“I wonder who you think you are
You damn well think you’re God or something?
God give life, God taketh it away -not you
I think you are the Devil itself”.
- Madre de una de las víctimas del asesino serial Peter Stutcliffe (1980).
—¡Y es que quizás la vida nos es dada de golpe! ¡Quizás todos fuimos arrojados al mundo por accidente, el día que nos tocó nacer…!
Hace una pausa, da una pitada larga y profunda al cigarro, luego, sonríe.
–… Aunque eso no necesariamente invalida la inexorable sucesión de actos que constituye la totalidad de nuestras vidas…, ¿No cree, senador?…
Jorge Bandini se sacude sobre la silla. Los ojos se le salen de las órbitas.
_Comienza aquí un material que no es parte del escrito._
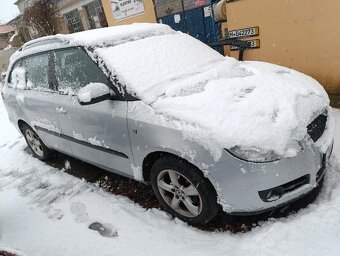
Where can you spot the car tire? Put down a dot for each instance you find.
(183, 191)
(36, 145)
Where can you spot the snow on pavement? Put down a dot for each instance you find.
(44, 211)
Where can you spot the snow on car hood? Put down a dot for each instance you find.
(219, 101)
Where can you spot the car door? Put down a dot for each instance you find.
(98, 132)
(37, 100)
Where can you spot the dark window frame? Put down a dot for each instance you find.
(69, 17)
(113, 81)
(119, 96)
(21, 61)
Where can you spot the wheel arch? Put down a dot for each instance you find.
(152, 157)
(21, 124)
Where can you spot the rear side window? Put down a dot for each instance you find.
(17, 77)
(37, 71)
(75, 69)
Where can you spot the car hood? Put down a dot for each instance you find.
(257, 105)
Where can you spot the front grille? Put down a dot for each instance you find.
(316, 128)
(276, 193)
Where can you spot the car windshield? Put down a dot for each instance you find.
(147, 66)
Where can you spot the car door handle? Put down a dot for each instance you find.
(61, 110)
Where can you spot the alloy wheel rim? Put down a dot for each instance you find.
(179, 193)
(34, 143)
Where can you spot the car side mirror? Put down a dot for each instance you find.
(3, 76)
(94, 93)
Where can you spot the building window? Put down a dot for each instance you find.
(73, 21)
(95, 14)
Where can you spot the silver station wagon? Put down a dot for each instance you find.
(206, 131)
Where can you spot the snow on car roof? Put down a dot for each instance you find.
(94, 38)
(220, 102)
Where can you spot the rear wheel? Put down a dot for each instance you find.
(183, 191)
(38, 148)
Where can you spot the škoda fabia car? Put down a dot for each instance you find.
(206, 131)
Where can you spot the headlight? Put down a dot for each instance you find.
(254, 154)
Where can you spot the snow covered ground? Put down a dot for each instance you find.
(44, 211)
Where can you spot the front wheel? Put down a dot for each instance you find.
(38, 148)
(183, 191)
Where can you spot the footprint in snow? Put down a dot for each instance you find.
(79, 210)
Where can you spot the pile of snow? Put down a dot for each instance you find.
(219, 101)
(44, 211)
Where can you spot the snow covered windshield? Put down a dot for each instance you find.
(148, 66)
(218, 101)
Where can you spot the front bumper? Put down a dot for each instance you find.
(245, 188)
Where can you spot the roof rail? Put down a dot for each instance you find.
(41, 41)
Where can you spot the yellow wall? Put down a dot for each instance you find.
(301, 34)
(147, 16)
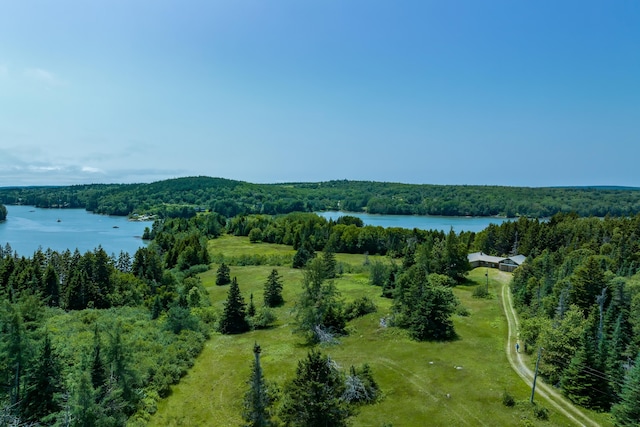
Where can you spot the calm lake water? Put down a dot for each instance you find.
(28, 228)
(421, 222)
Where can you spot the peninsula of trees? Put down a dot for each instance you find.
(185, 196)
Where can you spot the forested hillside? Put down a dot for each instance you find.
(579, 300)
(184, 196)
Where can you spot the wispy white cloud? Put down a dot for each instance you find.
(43, 76)
(90, 169)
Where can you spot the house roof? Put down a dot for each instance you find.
(482, 257)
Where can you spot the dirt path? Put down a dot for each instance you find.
(515, 359)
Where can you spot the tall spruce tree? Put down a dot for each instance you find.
(329, 262)
(579, 383)
(51, 286)
(314, 397)
(234, 315)
(273, 290)
(223, 275)
(627, 412)
(41, 398)
(98, 369)
(318, 311)
(257, 400)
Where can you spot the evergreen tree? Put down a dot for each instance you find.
(51, 286)
(85, 410)
(314, 397)
(378, 274)
(273, 290)
(424, 306)
(627, 412)
(123, 377)
(588, 281)
(389, 286)
(318, 311)
(223, 275)
(579, 383)
(257, 400)
(14, 350)
(234, 315)
(251, 310)
(329, 262)
(303, 254)
(41, 398)
(98, 370)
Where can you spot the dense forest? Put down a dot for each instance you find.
(578, 295)
(579, 300)
(73, 324)
(185, 196)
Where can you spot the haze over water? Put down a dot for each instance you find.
(28, 228)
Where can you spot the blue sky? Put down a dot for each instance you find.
(523, 93)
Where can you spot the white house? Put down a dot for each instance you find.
(480, 259)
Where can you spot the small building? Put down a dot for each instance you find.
(480, 259)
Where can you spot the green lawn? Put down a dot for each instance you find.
(415, 377)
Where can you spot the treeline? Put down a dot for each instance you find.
(579, 299)
(186, 196)
(96, 339)
(347, 234)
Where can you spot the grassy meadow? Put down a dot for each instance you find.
(459, 383)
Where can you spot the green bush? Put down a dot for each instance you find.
(540, 412)
(507, 399)
(359, 307)
(480, 291)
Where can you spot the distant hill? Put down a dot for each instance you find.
(185, 196)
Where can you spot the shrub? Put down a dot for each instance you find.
(540, 412)
(359, 307)
(507, 399)
(480, 291)
(264, 318)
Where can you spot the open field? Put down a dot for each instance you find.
(415, 377)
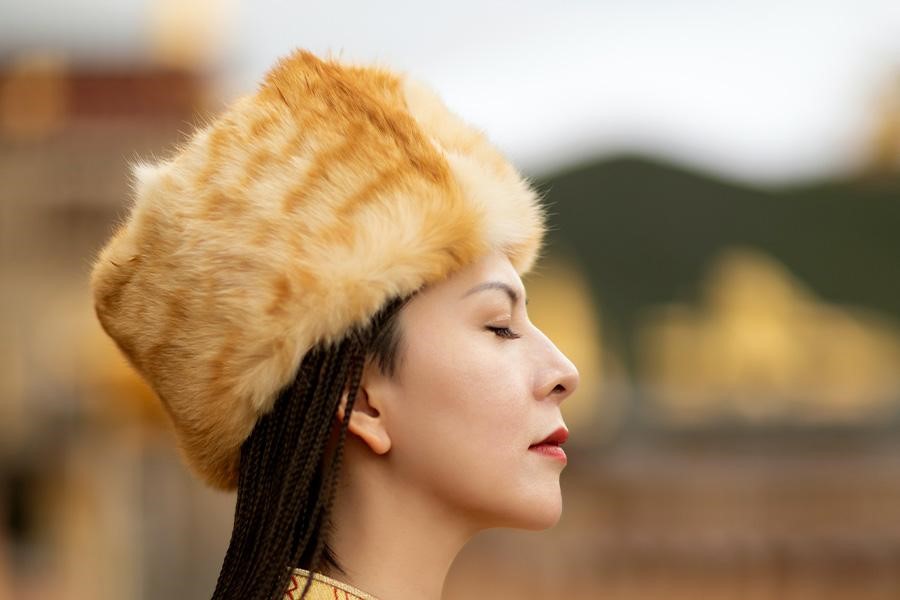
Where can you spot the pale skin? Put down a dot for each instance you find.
(439, 451)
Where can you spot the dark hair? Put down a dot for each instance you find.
(285, 492)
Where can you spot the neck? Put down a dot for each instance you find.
(394, 542)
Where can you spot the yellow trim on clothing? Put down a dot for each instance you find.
(323, 588)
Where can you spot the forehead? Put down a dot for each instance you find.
(493, 267)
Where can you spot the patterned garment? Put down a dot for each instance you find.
(323, 588)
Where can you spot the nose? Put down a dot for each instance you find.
(561, 376)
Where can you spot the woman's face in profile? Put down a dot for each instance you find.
(477, 385)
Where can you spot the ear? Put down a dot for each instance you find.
(366, 418)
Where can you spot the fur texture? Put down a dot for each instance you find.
(287, 220)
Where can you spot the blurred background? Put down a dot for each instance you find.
(724, 182)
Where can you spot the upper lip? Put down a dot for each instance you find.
(558, 437)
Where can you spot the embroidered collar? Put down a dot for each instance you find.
(323, 588)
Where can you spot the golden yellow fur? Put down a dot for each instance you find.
(294, 215)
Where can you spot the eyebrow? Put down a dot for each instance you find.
(496, 285)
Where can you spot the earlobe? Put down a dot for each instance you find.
(366, 421)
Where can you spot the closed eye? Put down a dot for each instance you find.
(504, 332)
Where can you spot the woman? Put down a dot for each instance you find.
(323, 286)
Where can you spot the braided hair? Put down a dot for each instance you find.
(285, 489)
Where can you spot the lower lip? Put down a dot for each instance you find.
(550, 450)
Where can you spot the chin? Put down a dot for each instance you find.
(538, 513)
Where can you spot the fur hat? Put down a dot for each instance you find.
(290, 218)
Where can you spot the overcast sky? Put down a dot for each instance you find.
(762, 90)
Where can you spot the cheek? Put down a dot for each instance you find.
(466, 422)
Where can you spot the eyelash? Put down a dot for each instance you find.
(504, 332)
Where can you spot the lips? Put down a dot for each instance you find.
(556, 438)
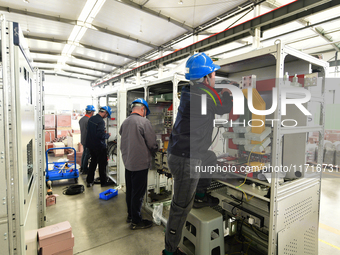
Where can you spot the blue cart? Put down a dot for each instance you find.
(62, 170)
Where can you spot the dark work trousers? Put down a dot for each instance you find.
(97, 157)
(183, 197)
(85, 160)
(209, 159)
(136, 182)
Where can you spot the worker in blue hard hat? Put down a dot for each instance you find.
(95, 142)
(138, 144)
(83, 132)
(189, 145)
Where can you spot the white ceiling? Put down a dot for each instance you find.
(123, 34)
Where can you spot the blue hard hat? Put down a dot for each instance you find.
(142, 101)
(90, 108)
(107, 109)
(198, 66)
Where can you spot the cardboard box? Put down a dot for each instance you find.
(48, 146)
(63, 131)
(70, 157)
(76, 131)
(50, 121)
(67, 252)
(58, 247)
(80, 148)
(72, 141)
(49, 135)
(51, 200)
(58, 152)
(64, 121)
(54, 233)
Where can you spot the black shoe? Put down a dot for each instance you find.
(177, 252)
(141, 225)
(205, 201)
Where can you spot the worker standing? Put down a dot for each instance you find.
(83, 132)
(138, 143)
(189, 145)
(95, 142)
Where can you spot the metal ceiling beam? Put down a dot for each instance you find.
(75, 22)
(67, 76)
(74, 56)
(45, 61)
(45, 52)
(67, 71)
(82, 45)
(283, 15)
(106, 51)
(127, 37)
(95, 61)
(157, 14)
(327, 38)
(88, 68)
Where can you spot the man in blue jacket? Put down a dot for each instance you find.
(138, 143)
(83, 133)
(95, 142)
(189, 145)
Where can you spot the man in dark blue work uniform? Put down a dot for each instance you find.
(95, 142)
(189, 143)
(83, 133)
(138, 143)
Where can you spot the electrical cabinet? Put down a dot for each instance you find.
(22, 191)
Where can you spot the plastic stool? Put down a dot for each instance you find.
(203, 233)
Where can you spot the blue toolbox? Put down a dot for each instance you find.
(62, 170)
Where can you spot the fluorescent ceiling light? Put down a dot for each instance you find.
(87, 15)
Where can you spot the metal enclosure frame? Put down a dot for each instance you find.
(113, 93)
(23, 191)
(294, 206)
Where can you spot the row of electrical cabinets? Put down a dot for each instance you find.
(253, 200)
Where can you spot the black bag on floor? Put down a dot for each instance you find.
(74, 189)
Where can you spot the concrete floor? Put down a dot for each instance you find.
(99, 226)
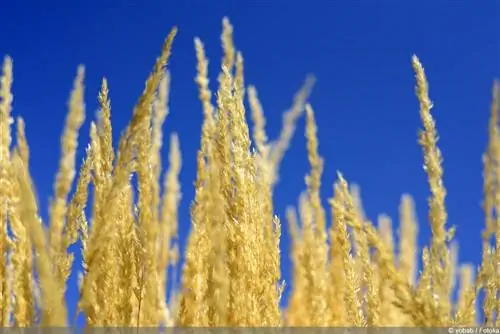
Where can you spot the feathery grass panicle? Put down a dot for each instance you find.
(6, 98)
(232, 274)
(64, 180)
(437, 211)
(54, 310)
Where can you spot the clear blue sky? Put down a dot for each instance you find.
(359, 50)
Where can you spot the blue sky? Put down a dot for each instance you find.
(364, 99)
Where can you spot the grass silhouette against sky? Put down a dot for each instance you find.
(360, 52)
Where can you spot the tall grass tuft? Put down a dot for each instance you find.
(351, 272)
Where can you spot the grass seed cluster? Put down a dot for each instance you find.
(349, 274)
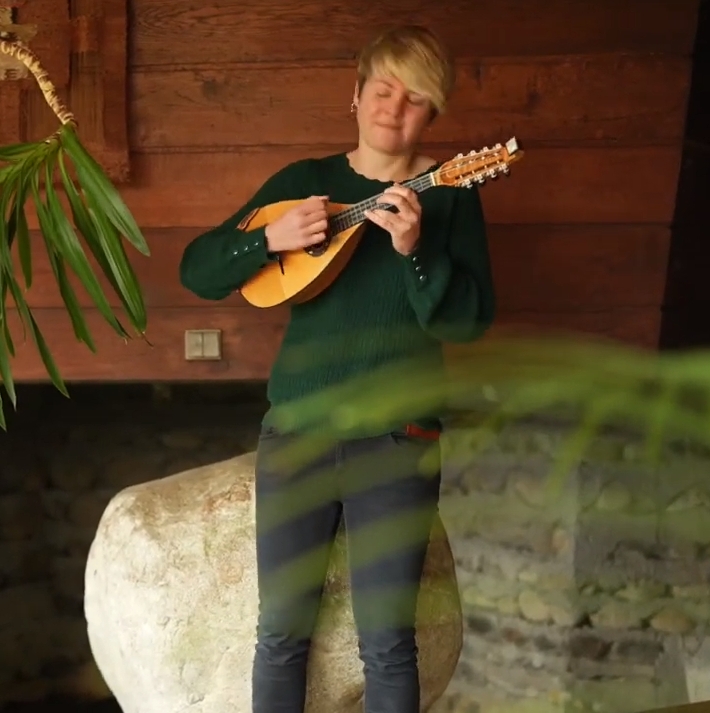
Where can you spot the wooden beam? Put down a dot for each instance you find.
(250, 340)
(607, 98)
(536, 268)
(281, 30)
(550, 185)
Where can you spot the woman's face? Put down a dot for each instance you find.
(390, 117)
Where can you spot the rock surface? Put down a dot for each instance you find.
(171, 602)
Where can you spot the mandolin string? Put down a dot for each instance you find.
(342, 220)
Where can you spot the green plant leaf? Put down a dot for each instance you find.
(65, 242)
(15, 152)
(39, 341)
(101, 191)
(114, 267)
(110, 242)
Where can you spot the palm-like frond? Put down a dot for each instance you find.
(95, 219)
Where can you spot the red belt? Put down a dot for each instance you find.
(411, 430)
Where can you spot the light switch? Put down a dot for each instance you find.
(201, 344)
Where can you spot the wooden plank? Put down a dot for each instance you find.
(11, 114)
(52, 43)
(536, 268)
(281, 30)
(615, 98)
(249, 342)
(550, 185)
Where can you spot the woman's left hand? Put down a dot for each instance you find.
(404, 226)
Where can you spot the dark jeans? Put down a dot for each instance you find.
(389, 506)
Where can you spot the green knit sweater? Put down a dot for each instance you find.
(384, 317)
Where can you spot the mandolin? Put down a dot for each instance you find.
(299, 275)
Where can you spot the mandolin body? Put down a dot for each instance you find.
(299, 276)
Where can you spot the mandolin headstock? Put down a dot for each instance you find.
(477, 167)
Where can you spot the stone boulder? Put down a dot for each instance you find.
(171, 602)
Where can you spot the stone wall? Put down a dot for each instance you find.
(60, 463)
(596, 601)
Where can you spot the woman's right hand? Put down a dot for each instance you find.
(301, 226)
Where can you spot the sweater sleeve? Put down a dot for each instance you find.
(218, 262)
(451, 289)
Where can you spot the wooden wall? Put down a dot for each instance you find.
(224, 93)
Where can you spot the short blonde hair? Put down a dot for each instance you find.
(416, 57)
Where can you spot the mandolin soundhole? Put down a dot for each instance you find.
(320, 248)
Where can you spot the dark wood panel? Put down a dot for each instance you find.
(550, 185)
(615, 98)
(537, 267)
(249, 342)
(170, 31)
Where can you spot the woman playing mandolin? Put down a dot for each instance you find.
(420, 276)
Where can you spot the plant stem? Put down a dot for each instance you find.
(24, 54)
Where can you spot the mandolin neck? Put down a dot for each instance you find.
(355, 214)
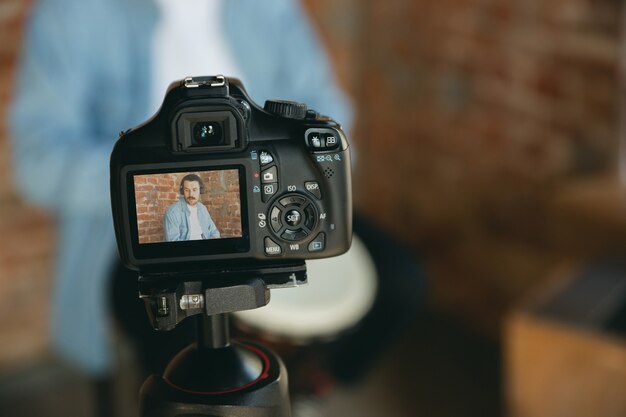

Las venas de la frente se le marcan como si estuviesen a punto de reventar. Está amordazado, desnudo, atado de pies y manos, con una bolsa de hielo entre los testículos; dos vueltas de goma elástica retuercen su diminuto escroto.
—… Pero, antes de morir, me parece, hace falta dejar una huella, un recordatorio de quiénes fuimos y, tal vez, de quiénes seremos una vez perpetrado nuestro deslumbrante acto final…, ¿Entiende a lo que voy con esto, senador?…
Al borde de la desesperación, resoplando y moviendo obstinadamente la cabeza, Bandini observa al viejo fumar. Tiene una manera particular de hacerlo. Sostiene el pucho entre las primeras falanges de los dedos anular y corazón, y cuando pita lo hace con especial deleite, dando chupadas largas y profundas.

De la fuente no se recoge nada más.